O açougueiro José Manoel Pereira, 45 anos, o Mozeca, morreu no hospital Marieta Konder Bornhausen, onde estava internado desde a madrugada de quinta-feira. Ele foi baleado por engano em uma operação do Bope, da PM, em Balneário Piçarras.
Mozeca estava em coma e respirava com a ajuda de aparelhos na UTI. O açougueiro chegou a passar por uma cirurgia, mas como tinha perdido muita massa encefálica, os médicos não tinham o que fazer. Ele ficou internado até o final da tarde de sexta-feira, quando o coração parou de bater.
O velório aconteceu na capela do cemitério de Piçarras na tarde de sábado e ele foi enterrado no domingo. Mozeca era divorciado. A única filha está grávida de sete meses e ele seria avô em breve.

Baleado por engano
Mozeca, dois sobrinhos dele e outro rapaz estavam numa festa e tinham ido a uma loja de conveniência comprar bebida. Quando escutaram os tiros do confronto da PM com bandidos que tentavam escapar pela avenida Emanoel Pinto, no centro de Piçarras, eles tentaram fugir de carro.
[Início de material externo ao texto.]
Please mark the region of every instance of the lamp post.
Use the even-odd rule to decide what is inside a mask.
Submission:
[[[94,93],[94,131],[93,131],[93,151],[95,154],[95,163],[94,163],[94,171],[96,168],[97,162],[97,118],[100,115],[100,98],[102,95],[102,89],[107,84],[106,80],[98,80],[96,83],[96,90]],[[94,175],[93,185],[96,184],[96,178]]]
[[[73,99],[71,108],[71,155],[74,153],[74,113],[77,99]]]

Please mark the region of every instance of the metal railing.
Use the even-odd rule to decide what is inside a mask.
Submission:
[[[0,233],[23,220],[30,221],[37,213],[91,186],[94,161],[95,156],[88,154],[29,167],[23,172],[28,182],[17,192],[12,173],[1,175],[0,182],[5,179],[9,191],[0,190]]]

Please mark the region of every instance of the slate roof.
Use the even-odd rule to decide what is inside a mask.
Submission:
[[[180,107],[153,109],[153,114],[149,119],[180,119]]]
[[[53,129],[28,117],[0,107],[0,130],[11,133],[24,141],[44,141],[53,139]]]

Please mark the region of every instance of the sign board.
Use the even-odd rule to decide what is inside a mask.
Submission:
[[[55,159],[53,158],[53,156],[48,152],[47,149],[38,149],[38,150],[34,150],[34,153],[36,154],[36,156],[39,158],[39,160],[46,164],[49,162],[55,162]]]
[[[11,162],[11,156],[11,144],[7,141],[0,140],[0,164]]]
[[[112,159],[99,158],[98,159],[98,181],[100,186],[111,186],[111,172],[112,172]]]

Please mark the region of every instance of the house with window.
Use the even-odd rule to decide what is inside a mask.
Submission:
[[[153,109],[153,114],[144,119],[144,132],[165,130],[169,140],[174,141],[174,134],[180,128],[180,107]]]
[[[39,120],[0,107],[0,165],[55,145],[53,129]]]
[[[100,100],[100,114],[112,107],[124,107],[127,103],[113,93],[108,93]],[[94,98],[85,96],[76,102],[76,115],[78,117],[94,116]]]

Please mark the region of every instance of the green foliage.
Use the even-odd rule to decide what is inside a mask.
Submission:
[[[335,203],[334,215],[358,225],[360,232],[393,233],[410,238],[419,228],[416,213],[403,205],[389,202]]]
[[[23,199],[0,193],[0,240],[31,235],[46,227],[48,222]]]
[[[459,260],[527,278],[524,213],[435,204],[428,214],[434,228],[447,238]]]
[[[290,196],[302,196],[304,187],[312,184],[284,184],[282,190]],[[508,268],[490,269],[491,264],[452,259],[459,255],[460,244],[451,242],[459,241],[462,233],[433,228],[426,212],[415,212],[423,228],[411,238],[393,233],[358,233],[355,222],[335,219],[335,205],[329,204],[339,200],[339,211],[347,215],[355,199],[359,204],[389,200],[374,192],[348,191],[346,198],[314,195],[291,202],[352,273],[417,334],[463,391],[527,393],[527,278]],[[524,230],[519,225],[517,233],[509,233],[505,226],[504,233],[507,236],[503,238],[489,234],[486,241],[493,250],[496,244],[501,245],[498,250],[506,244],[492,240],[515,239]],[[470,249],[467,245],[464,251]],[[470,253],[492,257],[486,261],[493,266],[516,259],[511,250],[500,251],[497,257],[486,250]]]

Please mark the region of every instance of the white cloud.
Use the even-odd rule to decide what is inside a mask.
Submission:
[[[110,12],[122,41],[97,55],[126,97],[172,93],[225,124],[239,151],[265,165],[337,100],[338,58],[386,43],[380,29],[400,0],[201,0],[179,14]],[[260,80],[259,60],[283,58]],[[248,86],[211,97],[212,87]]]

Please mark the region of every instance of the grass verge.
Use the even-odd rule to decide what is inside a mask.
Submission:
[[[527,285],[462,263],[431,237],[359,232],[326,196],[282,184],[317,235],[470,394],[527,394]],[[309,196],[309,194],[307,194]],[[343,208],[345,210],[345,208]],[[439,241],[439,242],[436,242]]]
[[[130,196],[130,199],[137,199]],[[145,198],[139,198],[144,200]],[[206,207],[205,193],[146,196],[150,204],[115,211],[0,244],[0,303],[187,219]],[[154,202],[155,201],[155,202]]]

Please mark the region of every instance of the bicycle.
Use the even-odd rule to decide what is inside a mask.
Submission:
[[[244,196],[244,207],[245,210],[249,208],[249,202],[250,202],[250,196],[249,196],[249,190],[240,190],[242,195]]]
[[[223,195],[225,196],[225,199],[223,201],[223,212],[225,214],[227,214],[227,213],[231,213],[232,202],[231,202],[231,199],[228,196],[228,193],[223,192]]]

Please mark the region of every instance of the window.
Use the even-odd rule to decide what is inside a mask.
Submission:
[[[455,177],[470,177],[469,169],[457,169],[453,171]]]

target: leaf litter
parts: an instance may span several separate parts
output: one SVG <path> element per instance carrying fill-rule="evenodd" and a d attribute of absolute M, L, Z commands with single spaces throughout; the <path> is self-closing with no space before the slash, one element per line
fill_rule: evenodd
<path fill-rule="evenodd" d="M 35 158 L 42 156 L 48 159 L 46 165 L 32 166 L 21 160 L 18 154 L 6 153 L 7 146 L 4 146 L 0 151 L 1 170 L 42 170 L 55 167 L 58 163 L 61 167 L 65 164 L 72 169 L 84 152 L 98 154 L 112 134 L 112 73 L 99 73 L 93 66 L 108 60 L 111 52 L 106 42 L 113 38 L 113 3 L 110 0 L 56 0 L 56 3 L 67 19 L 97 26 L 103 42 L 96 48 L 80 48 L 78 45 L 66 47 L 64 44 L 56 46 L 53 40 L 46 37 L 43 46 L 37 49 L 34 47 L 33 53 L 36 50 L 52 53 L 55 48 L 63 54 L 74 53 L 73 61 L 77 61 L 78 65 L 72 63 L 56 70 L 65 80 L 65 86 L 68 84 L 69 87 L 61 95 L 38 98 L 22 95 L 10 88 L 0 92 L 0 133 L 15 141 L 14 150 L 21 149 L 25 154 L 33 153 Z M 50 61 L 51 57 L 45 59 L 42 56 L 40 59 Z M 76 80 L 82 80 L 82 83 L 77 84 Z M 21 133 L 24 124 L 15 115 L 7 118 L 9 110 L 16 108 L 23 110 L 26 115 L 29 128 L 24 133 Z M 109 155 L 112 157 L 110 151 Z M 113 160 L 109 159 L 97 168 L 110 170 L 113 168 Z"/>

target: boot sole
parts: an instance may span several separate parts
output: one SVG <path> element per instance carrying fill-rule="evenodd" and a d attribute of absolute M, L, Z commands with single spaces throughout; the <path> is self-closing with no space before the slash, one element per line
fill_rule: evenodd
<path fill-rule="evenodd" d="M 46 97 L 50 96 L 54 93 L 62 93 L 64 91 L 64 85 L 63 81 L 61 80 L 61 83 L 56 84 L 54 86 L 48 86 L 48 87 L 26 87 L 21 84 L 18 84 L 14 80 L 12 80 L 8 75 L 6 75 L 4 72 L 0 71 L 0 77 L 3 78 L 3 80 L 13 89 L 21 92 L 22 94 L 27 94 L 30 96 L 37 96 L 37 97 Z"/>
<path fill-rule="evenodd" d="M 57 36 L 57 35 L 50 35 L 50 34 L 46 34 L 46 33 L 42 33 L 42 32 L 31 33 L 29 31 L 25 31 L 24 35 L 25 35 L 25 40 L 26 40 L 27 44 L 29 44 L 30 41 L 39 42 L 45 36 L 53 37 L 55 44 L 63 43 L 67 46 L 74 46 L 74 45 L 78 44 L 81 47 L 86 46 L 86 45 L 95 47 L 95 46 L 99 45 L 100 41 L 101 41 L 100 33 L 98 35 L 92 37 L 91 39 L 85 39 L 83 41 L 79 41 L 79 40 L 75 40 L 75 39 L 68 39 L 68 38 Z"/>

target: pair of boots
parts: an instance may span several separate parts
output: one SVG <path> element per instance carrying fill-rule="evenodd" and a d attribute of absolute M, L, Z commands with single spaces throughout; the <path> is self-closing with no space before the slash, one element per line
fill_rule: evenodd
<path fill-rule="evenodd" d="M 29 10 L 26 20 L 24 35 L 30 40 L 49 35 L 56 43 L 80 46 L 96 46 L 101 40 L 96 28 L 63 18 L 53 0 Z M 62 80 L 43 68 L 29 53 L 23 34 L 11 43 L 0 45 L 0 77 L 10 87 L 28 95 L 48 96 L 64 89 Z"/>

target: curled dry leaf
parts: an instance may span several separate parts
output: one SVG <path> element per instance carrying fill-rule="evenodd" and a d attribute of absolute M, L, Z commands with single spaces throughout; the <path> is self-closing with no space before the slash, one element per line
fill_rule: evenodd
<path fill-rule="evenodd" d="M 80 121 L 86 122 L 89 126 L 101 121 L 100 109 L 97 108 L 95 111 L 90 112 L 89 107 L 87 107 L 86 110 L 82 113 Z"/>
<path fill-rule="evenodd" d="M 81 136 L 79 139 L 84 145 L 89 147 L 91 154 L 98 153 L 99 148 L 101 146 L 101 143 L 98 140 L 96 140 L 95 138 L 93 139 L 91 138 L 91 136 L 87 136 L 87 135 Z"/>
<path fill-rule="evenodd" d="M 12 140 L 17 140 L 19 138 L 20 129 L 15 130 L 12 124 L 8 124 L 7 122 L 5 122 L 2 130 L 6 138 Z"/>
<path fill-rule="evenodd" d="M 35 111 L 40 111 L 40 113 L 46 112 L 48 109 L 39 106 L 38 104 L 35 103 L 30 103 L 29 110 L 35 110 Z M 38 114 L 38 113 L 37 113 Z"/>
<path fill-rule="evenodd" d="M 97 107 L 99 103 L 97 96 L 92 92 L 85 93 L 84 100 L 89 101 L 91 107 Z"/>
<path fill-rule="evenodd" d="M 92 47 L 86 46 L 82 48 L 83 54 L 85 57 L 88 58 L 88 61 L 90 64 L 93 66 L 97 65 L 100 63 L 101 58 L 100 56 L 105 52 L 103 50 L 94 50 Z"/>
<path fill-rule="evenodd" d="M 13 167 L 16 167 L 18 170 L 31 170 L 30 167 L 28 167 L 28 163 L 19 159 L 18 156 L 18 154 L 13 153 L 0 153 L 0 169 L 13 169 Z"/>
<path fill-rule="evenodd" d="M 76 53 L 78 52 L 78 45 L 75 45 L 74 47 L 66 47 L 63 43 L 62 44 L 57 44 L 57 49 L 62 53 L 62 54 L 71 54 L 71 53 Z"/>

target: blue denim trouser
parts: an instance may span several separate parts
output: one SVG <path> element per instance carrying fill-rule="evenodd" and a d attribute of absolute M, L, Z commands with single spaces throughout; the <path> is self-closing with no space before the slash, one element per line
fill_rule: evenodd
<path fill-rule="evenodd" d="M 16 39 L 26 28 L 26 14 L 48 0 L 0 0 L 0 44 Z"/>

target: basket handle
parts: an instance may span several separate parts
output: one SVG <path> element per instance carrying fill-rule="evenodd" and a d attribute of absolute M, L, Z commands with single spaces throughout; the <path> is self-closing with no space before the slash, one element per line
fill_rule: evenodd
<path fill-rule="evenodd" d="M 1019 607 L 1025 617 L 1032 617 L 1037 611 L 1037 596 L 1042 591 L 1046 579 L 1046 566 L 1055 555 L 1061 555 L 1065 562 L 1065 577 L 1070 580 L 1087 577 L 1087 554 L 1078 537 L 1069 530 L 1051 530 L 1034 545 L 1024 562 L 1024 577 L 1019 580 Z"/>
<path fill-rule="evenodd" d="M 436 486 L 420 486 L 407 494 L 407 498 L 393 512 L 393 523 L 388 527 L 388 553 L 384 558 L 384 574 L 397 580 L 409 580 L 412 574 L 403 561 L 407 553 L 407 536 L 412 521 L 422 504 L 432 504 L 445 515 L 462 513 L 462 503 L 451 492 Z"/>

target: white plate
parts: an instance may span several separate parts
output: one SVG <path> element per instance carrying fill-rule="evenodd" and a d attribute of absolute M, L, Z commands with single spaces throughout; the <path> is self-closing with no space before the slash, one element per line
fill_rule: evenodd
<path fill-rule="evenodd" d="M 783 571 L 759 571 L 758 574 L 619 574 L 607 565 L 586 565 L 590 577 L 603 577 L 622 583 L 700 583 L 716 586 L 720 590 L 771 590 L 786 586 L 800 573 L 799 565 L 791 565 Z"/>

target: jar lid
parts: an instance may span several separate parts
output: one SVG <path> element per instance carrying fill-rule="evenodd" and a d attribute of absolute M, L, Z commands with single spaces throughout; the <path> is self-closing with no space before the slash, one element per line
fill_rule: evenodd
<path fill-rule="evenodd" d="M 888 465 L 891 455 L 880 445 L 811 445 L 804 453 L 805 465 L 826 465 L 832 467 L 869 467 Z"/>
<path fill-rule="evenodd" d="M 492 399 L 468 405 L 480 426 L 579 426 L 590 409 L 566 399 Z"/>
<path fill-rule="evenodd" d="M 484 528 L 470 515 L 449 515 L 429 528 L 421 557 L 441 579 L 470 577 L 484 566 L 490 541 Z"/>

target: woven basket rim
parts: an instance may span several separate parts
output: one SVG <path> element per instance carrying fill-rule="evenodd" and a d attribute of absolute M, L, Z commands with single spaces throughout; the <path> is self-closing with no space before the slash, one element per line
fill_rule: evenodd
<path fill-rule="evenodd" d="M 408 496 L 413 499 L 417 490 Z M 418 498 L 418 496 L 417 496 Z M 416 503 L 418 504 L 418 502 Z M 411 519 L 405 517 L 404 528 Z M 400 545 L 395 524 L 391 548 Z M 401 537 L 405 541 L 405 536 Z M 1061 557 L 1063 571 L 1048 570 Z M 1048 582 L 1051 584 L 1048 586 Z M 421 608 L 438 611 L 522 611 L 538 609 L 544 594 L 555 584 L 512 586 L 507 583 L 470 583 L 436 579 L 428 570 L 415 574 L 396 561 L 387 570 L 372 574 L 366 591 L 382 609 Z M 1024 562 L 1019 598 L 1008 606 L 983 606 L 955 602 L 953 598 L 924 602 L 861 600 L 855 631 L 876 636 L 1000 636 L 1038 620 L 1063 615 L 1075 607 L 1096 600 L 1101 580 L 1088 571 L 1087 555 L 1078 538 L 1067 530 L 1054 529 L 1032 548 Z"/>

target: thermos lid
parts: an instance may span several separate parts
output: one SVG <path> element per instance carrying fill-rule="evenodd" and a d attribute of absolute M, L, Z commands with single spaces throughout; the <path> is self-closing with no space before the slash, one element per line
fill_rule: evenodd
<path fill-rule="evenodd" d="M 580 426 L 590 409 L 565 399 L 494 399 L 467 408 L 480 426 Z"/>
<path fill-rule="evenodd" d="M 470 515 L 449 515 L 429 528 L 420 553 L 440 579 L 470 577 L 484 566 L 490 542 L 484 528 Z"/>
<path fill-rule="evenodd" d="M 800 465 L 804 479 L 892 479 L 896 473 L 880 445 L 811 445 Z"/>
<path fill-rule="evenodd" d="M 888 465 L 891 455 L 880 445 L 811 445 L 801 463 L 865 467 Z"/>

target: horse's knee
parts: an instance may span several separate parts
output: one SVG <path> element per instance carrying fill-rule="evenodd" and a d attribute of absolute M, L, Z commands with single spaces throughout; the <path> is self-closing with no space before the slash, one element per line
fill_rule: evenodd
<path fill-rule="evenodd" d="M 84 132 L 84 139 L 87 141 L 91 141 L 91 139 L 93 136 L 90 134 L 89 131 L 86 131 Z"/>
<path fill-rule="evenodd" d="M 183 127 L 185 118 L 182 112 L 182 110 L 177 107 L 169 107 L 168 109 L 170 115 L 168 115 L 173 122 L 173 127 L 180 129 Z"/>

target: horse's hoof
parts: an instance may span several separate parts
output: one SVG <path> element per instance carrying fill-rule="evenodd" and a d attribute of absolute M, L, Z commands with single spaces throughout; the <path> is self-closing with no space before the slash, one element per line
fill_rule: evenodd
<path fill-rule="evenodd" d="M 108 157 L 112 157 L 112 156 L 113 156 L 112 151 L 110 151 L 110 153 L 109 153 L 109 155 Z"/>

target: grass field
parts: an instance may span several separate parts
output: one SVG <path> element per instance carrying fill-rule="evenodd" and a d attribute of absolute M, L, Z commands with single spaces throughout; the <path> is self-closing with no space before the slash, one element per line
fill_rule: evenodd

A polícia os teria confundido com parte do bando que tentava arrombar a agência do banco do Brasil e disparou várias vezes contra o carro. Um tiro acertou a cabeça de Mozeca. Os sobrinhos foram baleados de raspão.
A família garante que Mozeca não tinha nada a ver com o arrombamento. Revoltados com a ação da PM, os familiares já conversaram com um advogado e vão processar o Estado. “Foi um absurdo o que fizeram conosco, quase mataram todos. Queremos justiça”, falou um familiar.

Suspeitos identificados
Os policiais do Batalhão de Operações Especiais (Bope) estavam monitorando uma quadrilha especializada em roubo a caixas eletrônicos. Na madrugada de quinta, os integrantes tentaram explodir a agência do BB, na avenida Nereu Ramos, mas foram surpreendidos pelos policiais e houve a troca de tiros.
Dos cinco integrantes da quadrilha, dois foram mortos pela PM durante tentativa de fuga. Um deles é o Adriel Rodrigues Lopes, 21 anos, de Tijucas. O rapaz respondia a um processo criminal.
O outro foi identificado apenas como Osni, mas a identidade dele não foi confirmada até agora. Um terceiro foi preso e outros dois conseguiram escapar. A polícia Civil abriu um inquérito para investigar o caso.